Even with last week's post on bloggers still on my mind, I had a wonderful time at the Gypsy Tea Room last night with the line-up of Cold War Kids, Figurines and Tapes 'n Tapes. All throughout the night, I kept thinking why so many people packed the place despite all the press the headliner has received recently. I kept thinking about what makes these three bands unique. Ultimately, I had to let the music and the presentation do the explaining.
LA's Cold War Kids plays a kind of music that has a heavy emphasis on walking/stomping rhythms. This made for a good beat to bop my head to as the songs built and built. On top of these beats are elements of gospel, jagged indie rock and hooky piano rock. Visually, these guys move. They move so much that I must say that I hadn't seen a band move so much on stage since I saw AFI six years ago. The guitarist, bassist and singer all played musical chairs around spots on the stage, all while playing extremely aggressively. Being up front for their set was great, but seeing Figurines up in front was a special treat for me.
I make no secret that I love Skeleton, the band's second album. Seeing them play a short little in-store at Good Records a few hours before the show (thanks to We Shot JR for the heads-up), their main set delivered all of the goods. Since I'm a huge fan of melodic guitar rock played at quick pace, my brain was going haywire. Since Figurines exude a number of things I like about tuneful indie rock, seeing them live was the organic next step after listening to them almost non-stop for the last couple of months. Seeing the high vocal harmonies and sliding guitar lines were especially sights to see.
Now with Tapes 'n Tapes, this was a much better show than the last time I saw them. The key difference? The venue. Simply, the soundsystem at the Tea Room was better suited for the band. Tapes 'n Tapes has an overall vibe that goes from whisper quiet to loud and raunchy. When the quiet parts feel loud and muffled, key intimate moments get lost. This was not the case as the band put on the best set of the night. The flow, the mood and the punchy nature of their material really shined the brightest for me (despite really losing my mind during the Figurines' set).
Letting the music say so much, thoughts are still kicking around my head about how I could explain why this show was, as a friend of Jason's told him about a show a few months ago, "hipster high." I'm sure there were plenty of people that were there last night to see what the fuss is about with Tapes 'n Tapes. However, where I was standing, the people around me were not casual observers. A number of people enthusiastically cheered when opening riffs were played and they sang along throughout.
At some point of the night, I think I came up with the best possible reason why a certain amount of people are attracted to this music: there are no gimmicks, no bullshit and no rock star attitudes. Thus, the music that they create is not something you can say sounds like any commodified version of music out there. I know, plenty of music with gimmicks and rock star attitudes can still make great music, but with the people I saw out in the audience last night, they were seeing reflections of themselves on the stage. Turns out that the people onstage make some good music and are really genuine people.

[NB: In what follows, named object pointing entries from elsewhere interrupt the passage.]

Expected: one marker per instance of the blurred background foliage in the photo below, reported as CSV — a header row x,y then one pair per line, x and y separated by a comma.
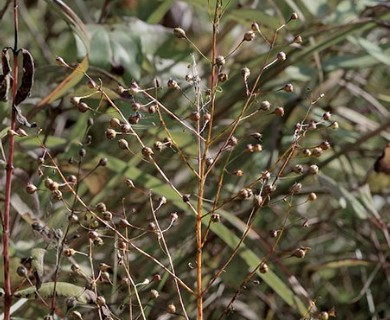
x,y
344,54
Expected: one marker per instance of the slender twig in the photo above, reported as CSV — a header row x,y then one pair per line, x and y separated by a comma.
x,y
9,172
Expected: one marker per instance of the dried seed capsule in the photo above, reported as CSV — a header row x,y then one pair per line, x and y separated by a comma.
x,y
249,35
73,218
255,26
281,56
257,200
300,252
152,226
294,16
334,125
288,87
107,216
186,197
30,188
91,84
179,33
75,101
215,217
72,179
209,161
110,134
22,271
135,106
147,152
27,78
57,194
154,294
298,168
306,152
174,216
265,175
313,169
171,308
129,183
232,141
220,61
101,301
312,196
295,188
249,148
68,252
125,128
173,84
50,184
103,162
238,173
245,193
263,268
326,116
257,136
83,107
101,207
323,315
195,116
93,235
257,147
298,39
153,108
222,77
134,118
98,242
274,233
269,188
265,105
325,145
124,223
123,144
279,111
245,72
158,146
317,152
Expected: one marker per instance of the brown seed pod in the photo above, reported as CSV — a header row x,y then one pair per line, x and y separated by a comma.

I had the privilege of chatting with members of Figurines and Tapes 'n Tapes at various points of the night. At no time did I ever feel like I was talking to some star or an untouchable god. These were guys I could talk to at a party about the same things and almost forget that they play in a band that I like. No matter how many times I say this, this is the kind of interaction I like between fans and bands feels fresh for me. With the kind of music they make, I have a better understanding of why people are into what they're doing.
With a lot of the modern music that bloggers often talk up, they're talking about music that isn't coming from a cheese factory, a major label factory or a star-making factory. Sure, plenty of bloggers (including myself) are guilty of talking up a band and then seemingly forget about them. I argue that there is so much stuff to listen to, plenty of stuff can be lost in the shuffle or accidentally forgotten about. As much as we search for the music we want to hear, the convenience of essentially being handed something is more accommodating. However, if what we're being handed doesn't cut the mustard, that makes us press on even more.
I honestly doubt there is some sort of race going on with bloggers on who "discovered" a band or artist first. Sure, people may get a kick out of being the first to post on a "talkback" section, but that kick lasts about as long as cotton candy fills you up. The people that I know that talk up acts like Sufjan Stevens, Clap Your Hands Say Yeah and the Knife aren't trying to win scene points or credibility. There are certain elements that they dig and well, they just want to share them with people. I think matters could be much worse if they weren't shared at all.